Yeah, I would think that if there was artificial amplification on just one tweet of a particular account, it would be more conspicuous than if it was happening over time, because isn’t it a clearer anomaly from the baseline in that case?
Well, if you think about how you would try and discover such activity, what you could do is say “Look for all accounts that have only been seen once,” and then of those, “Show me only the accounts that have retweeted something” and then of those, “Show me which tweets were retweeted.” So you would then have a list of tweets that were retweeted by accounts that were only seen once in the whole data set. How would you then figure out which of those were real users and which of those belong to a fleet of users that are owned by a retweet service? You know, It’s very difficult. Unless you manually inspect those accounts. And very often they’re built to look like normal people’s accounts.
But aren’t there telltale signs you can see that this might be a bot account? I’ve heard that the ratio of original tweets and retweets tends to be different when there’s a bot trying to amplify a message.
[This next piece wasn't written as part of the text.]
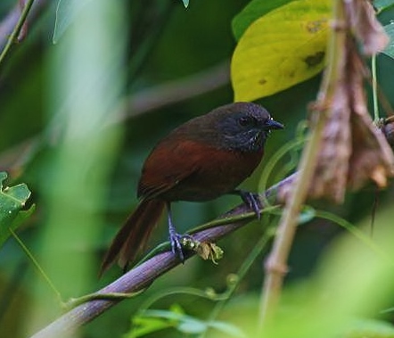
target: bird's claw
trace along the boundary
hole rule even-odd
[[[250,192],[240,191],[241,198],[256,214],[258,219],[261,218],[261,202],[259,196]]]
[[[183,243],[185,240],[189,242],[193,241],[193,237],[190,235],[180,235],[176,231],[171,231],[169,233],[169,243],[171,243],[171,251],[172,253],[179,257],[179,260],[181,260],[182,263],[185,262]]]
Well, I don’t know if that’s a clear indication, because some people just do like to hit the retweet button a lot. It’s almost impossible, unless you can actually find the person who’s behind that account and talk to them, it’s almost impossible to determine whether said account is real, if it’s a real person, or if it’s automated or whatever.
I think that’s crazy. Intuitively I would think that you would be able to tell bots from people. But I guess, like what you’re saying, like how a lot of people just retweet stuff anyway, I guess that makes sense. I would hope that my Twitter account doesn’t look like a bot, but maybe it does, I don’t know.
Well, I can check for you if you want. (Laughing)
Do you have a metric, like how botty is an account?!
(Laughing) I can run scripts against your account and show you the results. Most people’s accounts don’t look like the ones I highlighted in that research.
So is this being orchestrated by a single actor, like a person or a group of people with an agenda, or do you think there are multiple parties benefiting from artificial amplification for their own purposes?
I mean, that’s sort of difficult to say. Obviously some of it is people agreeing with those ideas. Some of it is you know, what you might know as originating from things like 4chan, and /r/The_Donald and these sort of groups. Some of it may even be like nation states leveraging what’s already there. But it’s impossible to say what’s what in that respect.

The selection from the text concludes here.